The activity of companies such as Paramount DMCC risks jeopardising the objective of G7’s price cap of slashing the Kremlin’s oil revenue and reducing global energy prices, but without completely blocking Russian oil flows to Europe. These companies contribute to selling Russian crude at prices well above the price cap and they are also diverting oil flows away from European markets. The CEO of the maritime data company Windward, Ami Daniel, reported witnessing numerous cases in which individuals from countries including the United Arab Emirates, India, China, Pakistan, Indonesia, and Malaysia purchased ships to establish a non-Western trade structure with Russia. At the same time, Russia is using Iran’s “ghost fleet” to bypass G7’s price cap. This consists of vessels that disguise their ownership and their movements by turning off satellite trackers or transmitting fake coordinates. These vessels also transfer Russian oil between ships in international waters, all with the aim of concealing the origin of the crude and selling Russian crude at a higher price than the price cap.

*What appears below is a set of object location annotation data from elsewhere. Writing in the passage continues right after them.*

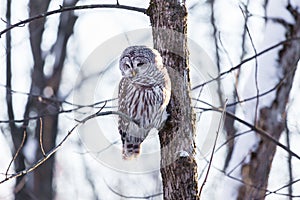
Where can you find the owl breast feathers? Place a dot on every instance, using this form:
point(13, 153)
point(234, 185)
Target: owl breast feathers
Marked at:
point(144, 93)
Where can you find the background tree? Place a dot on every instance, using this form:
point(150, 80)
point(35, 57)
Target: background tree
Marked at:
point(256, 50)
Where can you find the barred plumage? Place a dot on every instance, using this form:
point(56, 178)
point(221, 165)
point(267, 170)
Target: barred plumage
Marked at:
point(144, 92)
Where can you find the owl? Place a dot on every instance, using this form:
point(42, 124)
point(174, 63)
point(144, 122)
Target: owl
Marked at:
point(144, 93)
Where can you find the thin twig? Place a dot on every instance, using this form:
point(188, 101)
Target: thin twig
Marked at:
point(16, 154)
point(58, 146)
point(71, 8)
point(256, 65)
point(132, 197)
point(213, 150)
point(41, 137)
point(246, 60)
point(258, 130)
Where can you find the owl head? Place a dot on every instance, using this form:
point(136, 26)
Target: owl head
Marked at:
point(138, 62)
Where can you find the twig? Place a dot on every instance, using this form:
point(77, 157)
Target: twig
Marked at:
point(71, 8)
point(41, 137)
point(258, 130)
point(246, 60)
point(58, 146)
point(131, 197)
point(213, 150)
point(16, 154)
point(256, 64)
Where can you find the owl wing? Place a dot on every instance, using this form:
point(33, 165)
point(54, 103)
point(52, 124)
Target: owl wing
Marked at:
point(131, 133)
point(144, 105)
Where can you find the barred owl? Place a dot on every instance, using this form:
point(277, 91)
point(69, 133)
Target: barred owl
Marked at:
point(144, 93)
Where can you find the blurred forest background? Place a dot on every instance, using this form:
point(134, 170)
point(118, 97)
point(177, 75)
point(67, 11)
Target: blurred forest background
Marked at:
point(255, 48)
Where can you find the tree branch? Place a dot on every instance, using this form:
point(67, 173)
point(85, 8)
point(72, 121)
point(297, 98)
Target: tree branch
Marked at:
point(71, 8)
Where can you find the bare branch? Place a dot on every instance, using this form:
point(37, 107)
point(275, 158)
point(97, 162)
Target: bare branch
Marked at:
point(71, 8)
point(247, 60)
point(41, 137)
point(132, 197)
point(16, 154)
point(214, 146)
point(258, 130)
point(56, 148)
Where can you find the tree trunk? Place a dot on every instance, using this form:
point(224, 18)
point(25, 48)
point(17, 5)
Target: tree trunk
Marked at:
point(272, 119)
point(178, 165)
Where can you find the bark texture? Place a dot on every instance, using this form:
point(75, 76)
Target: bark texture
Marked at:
point(272, 119)
point(178, 165)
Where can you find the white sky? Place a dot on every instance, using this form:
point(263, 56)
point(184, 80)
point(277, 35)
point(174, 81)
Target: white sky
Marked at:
point(95, 27)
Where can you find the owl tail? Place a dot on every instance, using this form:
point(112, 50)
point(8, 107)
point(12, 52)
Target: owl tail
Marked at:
point(131, 147)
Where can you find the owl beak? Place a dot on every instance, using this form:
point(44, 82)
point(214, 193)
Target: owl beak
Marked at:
point(133, 73)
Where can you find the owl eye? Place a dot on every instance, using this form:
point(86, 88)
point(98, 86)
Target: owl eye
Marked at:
point(126, 66)
point(140, 64)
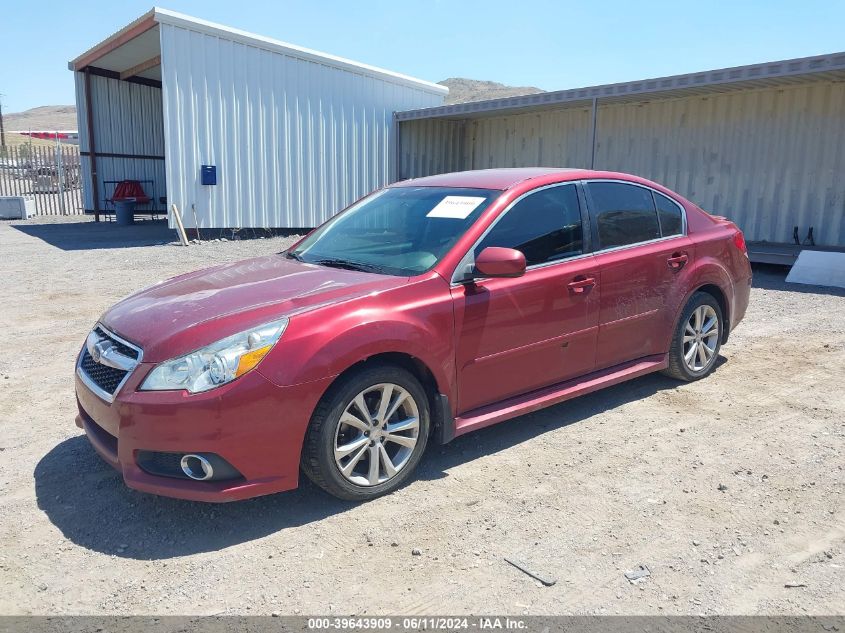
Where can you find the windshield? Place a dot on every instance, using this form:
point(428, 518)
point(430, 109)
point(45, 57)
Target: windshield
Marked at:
point(400, 231)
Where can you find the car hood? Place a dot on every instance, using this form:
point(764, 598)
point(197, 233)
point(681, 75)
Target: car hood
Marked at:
point(182, 314)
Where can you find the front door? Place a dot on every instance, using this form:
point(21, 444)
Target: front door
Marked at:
point(521, 334)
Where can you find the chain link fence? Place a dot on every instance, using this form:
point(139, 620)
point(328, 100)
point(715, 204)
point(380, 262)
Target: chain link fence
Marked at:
point(51, 176)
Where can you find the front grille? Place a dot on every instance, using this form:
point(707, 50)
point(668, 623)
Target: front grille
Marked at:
point(106, 378)
point(100, 374)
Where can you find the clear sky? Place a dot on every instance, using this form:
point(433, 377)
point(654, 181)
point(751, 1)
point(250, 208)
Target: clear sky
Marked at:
point(552, 45)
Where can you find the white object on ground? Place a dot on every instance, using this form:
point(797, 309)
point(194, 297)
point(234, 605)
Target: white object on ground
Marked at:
point(818, 268)
point(16, 207)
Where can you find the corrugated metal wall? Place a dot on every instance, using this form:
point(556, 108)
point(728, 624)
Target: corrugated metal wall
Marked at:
point(127, 120)
point(293, 140)
point(769, 159)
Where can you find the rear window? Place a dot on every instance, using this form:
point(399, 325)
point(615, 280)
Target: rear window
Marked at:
point(624, 214)
point(669, 214)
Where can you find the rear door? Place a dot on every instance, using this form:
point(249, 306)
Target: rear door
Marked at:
point(517, 335)
point(643, 257)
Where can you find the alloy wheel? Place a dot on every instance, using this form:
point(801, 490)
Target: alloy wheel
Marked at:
point(701, 337)
point(376, 434)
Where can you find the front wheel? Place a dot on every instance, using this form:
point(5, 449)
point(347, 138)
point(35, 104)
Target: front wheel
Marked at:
point(367, 434)
point(697, 339)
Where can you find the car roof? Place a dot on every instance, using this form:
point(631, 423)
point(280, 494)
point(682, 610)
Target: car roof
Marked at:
point(506, 178)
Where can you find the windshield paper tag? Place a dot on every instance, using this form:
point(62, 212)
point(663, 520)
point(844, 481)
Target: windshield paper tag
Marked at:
point(456, 207)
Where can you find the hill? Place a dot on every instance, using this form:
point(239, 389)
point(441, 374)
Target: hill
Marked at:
point(463, 90)
point(63, 117)
point(48, 118)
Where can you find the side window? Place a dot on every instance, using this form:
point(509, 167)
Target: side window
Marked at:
point(545, 226)
point(669, 214)
point(624, 214)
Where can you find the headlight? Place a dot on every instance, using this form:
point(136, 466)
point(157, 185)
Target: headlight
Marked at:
point(218, 363)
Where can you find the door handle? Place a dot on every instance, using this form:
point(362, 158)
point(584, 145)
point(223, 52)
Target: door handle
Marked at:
point(580, 284)
point(677, 261)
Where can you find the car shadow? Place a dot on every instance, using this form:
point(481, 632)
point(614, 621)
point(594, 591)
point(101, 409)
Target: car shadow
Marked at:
point(72, 236)
point(87, 500)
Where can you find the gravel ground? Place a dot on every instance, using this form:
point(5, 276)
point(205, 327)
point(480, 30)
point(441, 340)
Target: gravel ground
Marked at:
point(728, 490)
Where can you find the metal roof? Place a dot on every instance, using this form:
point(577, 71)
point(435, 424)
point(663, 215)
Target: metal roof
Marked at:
point(831, 66)
point(138, 42)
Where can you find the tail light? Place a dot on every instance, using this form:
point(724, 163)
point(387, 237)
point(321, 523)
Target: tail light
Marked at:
point(739, 241)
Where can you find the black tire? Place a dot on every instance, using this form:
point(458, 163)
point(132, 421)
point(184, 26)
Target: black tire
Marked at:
point(318, 452)
point(678, 367)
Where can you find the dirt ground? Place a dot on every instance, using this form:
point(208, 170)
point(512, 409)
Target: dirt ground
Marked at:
point(581, 492)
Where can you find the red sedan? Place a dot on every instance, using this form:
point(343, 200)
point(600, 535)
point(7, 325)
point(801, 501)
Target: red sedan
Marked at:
point(424, 311)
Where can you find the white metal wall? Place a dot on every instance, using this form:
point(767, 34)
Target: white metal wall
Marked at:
point(127, 120)
point(769, 158)
point(293, 140)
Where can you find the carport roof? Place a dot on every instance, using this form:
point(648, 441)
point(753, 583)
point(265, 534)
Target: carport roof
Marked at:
point(135, 50)
point(784, 72)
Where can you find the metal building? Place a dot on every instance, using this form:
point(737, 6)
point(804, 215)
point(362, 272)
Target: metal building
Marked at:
point(763, 145)
point(293, 135)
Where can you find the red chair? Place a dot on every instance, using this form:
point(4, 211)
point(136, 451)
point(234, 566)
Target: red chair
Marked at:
point(126, 191)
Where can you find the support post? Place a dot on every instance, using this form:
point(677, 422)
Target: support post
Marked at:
point(593, 118)
point(92, 147)
point(397, 151)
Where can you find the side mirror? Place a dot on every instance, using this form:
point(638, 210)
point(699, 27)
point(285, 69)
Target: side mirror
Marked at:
point(495, 261)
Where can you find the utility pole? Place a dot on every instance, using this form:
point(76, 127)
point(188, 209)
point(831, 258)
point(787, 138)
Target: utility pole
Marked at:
point(2, 129)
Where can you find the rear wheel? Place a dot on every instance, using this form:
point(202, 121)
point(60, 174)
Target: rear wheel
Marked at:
point(697, 339)
point(367, 434)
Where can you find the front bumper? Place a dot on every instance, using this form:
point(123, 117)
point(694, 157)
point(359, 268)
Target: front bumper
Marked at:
point(256, 426)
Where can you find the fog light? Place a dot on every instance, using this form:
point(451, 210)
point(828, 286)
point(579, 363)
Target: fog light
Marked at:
point(197, 467)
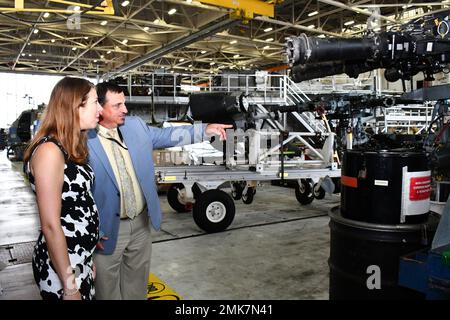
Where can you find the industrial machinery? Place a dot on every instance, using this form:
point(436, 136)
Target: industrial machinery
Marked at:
point(388, 179)
point(252, 154)
point(421, 45)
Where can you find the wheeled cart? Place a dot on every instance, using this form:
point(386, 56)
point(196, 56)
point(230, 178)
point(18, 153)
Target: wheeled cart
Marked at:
point(198, 188)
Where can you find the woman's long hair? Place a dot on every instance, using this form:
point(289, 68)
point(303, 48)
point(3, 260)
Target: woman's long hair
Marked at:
point(61, 119)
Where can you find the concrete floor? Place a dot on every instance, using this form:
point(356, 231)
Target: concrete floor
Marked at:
point(274, 249)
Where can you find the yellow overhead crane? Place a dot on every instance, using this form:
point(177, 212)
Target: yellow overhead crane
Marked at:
point(106, 7)
point(246, 9)
point(242, 9)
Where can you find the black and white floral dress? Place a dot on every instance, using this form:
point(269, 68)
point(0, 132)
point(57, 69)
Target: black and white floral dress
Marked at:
point(79, 221)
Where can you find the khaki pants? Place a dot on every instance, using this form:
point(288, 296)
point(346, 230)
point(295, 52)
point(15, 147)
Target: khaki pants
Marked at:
point(124, 274)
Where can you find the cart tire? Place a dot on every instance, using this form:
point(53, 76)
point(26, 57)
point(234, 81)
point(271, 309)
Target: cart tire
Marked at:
point(248, 197)
point(319, 192)
point(304, 193)
point(174, 201)
point(214, 211)
point(236, 191)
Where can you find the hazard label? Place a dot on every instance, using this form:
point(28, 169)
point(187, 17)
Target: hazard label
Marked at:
point(419, 188)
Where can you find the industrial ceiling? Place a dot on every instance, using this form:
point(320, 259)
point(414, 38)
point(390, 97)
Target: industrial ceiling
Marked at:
point(184, 36)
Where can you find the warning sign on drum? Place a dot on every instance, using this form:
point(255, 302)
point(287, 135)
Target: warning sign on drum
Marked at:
point(419, 188)
point(416, 190)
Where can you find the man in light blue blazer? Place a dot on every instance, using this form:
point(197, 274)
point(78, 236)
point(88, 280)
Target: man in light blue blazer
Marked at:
point(120, 153)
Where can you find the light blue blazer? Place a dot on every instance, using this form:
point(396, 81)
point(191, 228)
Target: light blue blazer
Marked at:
point(140, 140)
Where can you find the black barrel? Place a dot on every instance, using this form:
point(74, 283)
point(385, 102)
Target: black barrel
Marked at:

As a result, the IMF forecasted Russian oil exports to remain robust, shifting towards nations that have not enforced the price cap. Overall, despite the sanctions, the Russian economy is expected to grow by 0.3% in 2023. Implementing sanctions effectively is a cat-and-mouse game. G7 and EU countries will need to shift their focus on enforcement to ensure that sanctions achieve their goal of denying the Kremlin’s ability to finance the war.